This logic is the distinction between multi-output and single-output load-generators sources. Referencing my earlier comment in plan/statement/ddl.rs, multi-output load-generators behave similarly to mysql/postgres sources in that they determine their full output relations here during purification, whereas single-output load-generators behave like kafka sources. I think we could do more work in the future to try to unify these semantics.

This also implements the slight difference in requirements for the external-reference specification -- if it's a single-output load-generator then the reference is optional, and if it's not then it's required

rjobanp · 2024-09-10T16:20:11Z

src/sql/src/pure.rs

+            let requested_reference = match external_reference {
+                // The requested external reference for this table which will be resolved below to a
+                // fully-qualified / normalized reference for each source type.
+                Some(reference) => ExternalReferenceExport {
+                    reference: reference.clone(),
+                    alias: None,
+                },
+                None => sql_bail!(
+                    "An external reference is required for {} sources",
+                    connection_name
+                ),
+            };


this and the identical change in the MySQL case below are just to accommodate the fact that the external-reference is now optional on the CREATE TABLE FROM SOURCE statement but required for these 2 source types

I see, this is introducing source specific behavior for how external references work which we should avoid. I think what we want to do is always take the list of available references from the connection and then try to see if we have an unambiguous match. There shouldn't be anything source specific in this process. This means that a pg source that exposes a single table should happily accept an empty reference.

It's hard to manually ensure that we don't accidentally introduce source-specific behavior so when the refactor dust starts to settle we should invest some time putting this behavior behind traits so that we are forced to create a model for sources.

I think what we want to do is always take the list of available references from the connection and then try to see if we have an unambiguous match.

I've discussed this in previous PRs but this would require a non-trivial refactor of the purification logic for mysql and postgres sources that I'd really rather not bring into scope for this work due to the end-of-september deadline. We only retrieve the upstream information for the table that is explicitly requested in the external-reference for postgres and mysql sources right now. If we retrieve all upstream tables first and then down-select to the appropriate table in generic purification logic, we need to completely refactor the text-column and ignore-column handling in postgres::purify_source_exports and mysql::purify_source_exports to split up the logic on looking-up references, retrieving upstream schemas, and applying text-column/ignore-column references as well as all the error handling associated with that.

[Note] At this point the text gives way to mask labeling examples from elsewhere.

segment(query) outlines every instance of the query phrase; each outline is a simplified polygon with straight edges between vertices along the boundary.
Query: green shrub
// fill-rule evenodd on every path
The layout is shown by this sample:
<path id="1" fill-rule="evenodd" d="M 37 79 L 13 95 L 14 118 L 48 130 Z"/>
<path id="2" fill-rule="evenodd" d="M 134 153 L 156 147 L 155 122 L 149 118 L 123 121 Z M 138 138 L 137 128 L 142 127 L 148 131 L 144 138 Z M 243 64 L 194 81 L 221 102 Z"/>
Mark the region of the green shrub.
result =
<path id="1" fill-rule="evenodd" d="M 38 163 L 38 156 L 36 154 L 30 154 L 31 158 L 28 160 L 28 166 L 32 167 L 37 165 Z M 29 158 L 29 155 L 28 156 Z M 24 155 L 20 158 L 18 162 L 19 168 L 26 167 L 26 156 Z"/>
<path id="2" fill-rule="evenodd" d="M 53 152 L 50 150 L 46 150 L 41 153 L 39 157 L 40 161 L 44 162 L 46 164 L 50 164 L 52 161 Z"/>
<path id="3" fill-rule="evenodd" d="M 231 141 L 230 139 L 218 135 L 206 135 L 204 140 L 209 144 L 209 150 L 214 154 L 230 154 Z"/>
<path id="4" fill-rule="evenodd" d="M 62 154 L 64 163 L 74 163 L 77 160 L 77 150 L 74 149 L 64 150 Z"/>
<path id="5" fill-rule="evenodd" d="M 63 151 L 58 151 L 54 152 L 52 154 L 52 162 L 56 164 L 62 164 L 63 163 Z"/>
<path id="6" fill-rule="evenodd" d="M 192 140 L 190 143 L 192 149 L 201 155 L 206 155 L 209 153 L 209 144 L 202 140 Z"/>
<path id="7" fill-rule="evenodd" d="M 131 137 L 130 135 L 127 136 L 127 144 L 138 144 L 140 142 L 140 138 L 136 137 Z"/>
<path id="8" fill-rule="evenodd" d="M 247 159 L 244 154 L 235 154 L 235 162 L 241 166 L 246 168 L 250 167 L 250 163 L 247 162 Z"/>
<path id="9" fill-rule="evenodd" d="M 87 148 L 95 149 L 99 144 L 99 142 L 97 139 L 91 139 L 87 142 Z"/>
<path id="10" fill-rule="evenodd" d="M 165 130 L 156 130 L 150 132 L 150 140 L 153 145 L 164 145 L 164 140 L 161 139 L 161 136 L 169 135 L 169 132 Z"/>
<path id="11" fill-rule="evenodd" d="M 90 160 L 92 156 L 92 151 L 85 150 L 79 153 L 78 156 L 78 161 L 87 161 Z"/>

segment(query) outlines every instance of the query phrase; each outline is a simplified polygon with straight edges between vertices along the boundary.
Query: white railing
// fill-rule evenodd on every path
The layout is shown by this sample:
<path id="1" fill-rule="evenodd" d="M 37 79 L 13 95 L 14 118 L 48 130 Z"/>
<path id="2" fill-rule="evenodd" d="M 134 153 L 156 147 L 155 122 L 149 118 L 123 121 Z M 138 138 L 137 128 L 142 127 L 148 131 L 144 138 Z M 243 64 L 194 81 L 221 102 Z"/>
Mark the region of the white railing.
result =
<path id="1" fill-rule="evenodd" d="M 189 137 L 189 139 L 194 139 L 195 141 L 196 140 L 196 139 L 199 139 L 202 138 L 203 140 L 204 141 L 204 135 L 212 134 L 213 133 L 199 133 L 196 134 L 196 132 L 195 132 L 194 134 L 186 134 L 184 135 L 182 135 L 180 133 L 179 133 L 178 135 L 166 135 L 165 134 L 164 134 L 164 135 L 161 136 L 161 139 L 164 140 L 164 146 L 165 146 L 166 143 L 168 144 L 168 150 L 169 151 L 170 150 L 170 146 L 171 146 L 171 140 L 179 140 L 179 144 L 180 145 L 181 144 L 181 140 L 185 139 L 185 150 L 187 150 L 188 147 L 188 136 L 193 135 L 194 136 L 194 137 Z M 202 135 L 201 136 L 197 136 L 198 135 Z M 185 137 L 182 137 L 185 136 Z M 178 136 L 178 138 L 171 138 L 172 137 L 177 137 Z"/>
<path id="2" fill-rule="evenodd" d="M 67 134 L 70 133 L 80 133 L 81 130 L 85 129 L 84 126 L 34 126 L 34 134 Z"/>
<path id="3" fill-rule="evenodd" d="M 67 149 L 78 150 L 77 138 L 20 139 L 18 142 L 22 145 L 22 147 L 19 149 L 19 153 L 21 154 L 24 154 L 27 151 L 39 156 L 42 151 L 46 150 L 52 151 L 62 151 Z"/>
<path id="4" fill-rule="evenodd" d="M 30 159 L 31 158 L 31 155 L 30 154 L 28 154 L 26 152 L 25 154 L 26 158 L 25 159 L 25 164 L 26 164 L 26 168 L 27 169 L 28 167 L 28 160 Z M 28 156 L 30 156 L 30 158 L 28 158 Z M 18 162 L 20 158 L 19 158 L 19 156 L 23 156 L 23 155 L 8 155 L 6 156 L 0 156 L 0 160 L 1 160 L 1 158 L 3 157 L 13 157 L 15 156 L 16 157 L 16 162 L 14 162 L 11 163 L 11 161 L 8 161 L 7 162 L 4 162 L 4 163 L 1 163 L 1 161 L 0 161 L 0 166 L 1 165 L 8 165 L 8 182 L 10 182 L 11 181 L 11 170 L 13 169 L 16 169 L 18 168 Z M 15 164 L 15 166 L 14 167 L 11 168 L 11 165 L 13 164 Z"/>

It's definitely possible but a lot of extra work.

As it stands I've already isolated all code related to external-references to purification - dealing with external-references is now gone from all the downstream logic in planning and source rendering, which I count as a big win.

Separately as a design point - we should consider the latency and memory implications of adding a 'fetch all upstream schemas, tables, and their table-schemas' step to CREATE TABLE .. FROM SOURCE purification just so we can down-select to a single table immediately afterwards behind the cleaner abstraction. It's probably fine in most cases, but might introduce new brittleness when dealing with very large upstream databases.

We only retrieve the upstream information for the table that is explicitly requested in the external-reference for postgres and mysql sources right now.

we should consider the latency and memory implications of adding a 'fetch all upstream schemas, tables, and their table-schemas' step to CREATE TABLE .. FROM SOURCE purification just so we can down-select to a single table immediately afterwards behind the cleaner abstraction.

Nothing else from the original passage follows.